CANTOR TAKES AN INTEREST IN EARMARKS…. Oh, good, House Minority Whip Eric Cantor (R-Va.) has another Politico piece, and this time, it’s about earmarks.
House Republicans took an unprecedented stand in March, imposing an immediate moratorium on earmarks for the remainder of the Congress. Yet, because the governing rules of one Congress cannot bind the next, this moratorium will expire on Jan. 3, 2011. I do not believe that should be allowed to happen.
A lot has happened over the last eight months. Unfortunately none of it has done anything to rein in spending, eliminate waste or send the message to frustrated people across this country that Washington gets it.
That is why the next Republican Conference should immediately move to eliminate earmarks. Should Republicans be elected as the majority party, I believe that we should extend the moratorium to the entire House — to Democrats and Republicans alike…. There is no question that earmarks — rightly or wrongly — have become the poster child for Washington’s wasteful spending binges.
Let’s break this down a bit, because I’m fairly confident Cantor has no idea what he’s talking about.
The first problem, right off the bat, is that earmarks are not really the scourge Republicans have made them out to be. Some earmarks are actually worthwhile, and the rest represent a very small percentage of the budget. Cantor noted they’ve become politically problematic “rightly or wrongly.” But doesn’t the truth matter? If it’s “wrongly,” shouldn’t reality have some bearing on how policymakers proceed?
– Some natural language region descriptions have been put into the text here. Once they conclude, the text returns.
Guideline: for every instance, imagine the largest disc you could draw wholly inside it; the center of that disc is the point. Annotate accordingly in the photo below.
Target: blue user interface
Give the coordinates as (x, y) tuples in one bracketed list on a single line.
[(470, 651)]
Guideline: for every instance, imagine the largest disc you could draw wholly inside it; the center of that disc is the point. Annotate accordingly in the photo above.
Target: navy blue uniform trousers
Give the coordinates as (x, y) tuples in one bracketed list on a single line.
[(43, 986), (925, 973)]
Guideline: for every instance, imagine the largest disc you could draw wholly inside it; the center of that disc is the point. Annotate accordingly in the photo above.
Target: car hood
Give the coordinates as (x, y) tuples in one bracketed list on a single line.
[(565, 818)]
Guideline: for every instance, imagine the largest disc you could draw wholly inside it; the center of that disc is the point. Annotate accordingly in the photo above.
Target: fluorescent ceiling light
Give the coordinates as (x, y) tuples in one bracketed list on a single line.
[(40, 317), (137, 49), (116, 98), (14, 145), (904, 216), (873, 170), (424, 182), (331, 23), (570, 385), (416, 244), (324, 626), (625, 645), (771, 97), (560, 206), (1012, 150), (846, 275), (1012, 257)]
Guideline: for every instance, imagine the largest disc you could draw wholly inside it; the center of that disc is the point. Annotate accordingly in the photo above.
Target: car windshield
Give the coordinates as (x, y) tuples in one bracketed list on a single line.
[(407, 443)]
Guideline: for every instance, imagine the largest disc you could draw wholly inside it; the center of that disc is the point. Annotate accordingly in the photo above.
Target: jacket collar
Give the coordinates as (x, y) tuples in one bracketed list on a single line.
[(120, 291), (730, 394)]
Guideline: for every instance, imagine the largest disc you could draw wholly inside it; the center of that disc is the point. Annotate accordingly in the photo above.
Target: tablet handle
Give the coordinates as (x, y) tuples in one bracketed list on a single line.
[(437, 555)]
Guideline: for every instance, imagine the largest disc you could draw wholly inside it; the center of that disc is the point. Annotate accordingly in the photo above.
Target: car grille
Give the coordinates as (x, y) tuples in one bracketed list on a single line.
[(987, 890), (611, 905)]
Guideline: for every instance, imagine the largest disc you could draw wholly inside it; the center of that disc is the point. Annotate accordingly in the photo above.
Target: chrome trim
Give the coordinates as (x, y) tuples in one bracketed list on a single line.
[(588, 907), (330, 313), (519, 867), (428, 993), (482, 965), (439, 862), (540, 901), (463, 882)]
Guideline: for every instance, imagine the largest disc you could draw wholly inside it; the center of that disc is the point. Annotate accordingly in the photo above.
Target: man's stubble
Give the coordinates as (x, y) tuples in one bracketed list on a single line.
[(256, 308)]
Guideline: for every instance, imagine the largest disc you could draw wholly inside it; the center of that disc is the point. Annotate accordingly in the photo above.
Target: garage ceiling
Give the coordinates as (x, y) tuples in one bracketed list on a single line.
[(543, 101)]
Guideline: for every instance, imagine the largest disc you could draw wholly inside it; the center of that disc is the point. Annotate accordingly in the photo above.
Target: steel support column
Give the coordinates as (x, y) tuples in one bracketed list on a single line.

The second problem is that Cantor and his party couldn’t have any less credibility on the subject. From 1995 to 2005 — the heyday in the House for the GOP majority — the number of earmarks grew by over 400%. That’s not a typo; when Republicans ran the joint, they loved earmarks. The number of earmarks dropped, not under GOP rule, but after Democrats took back the majority in 2006. In other words, Cantor is effectively arguing, “Earmarks a problem, so reject the party that’s made it better, and embrace the party that created the mess in the first place.”
The third problem is that Cantor may not actually mean any of this. He and his caucus unveiled a “Pledge to America” recently, and many conservative groups quickly looked for the party’s commitment to ban earmarks. The promise was noticeably absent.
The fourth problem is that when Cantor claims House Republicans imposed “an immediate moratorium on earmarks” on themselves, it isn’t quite true — several House GOP members continued to request earmarks well after the so-called “moratorium” took effect.
Other than the obvious errors of fact and judgment, though, Cantor’s piece is a real winner.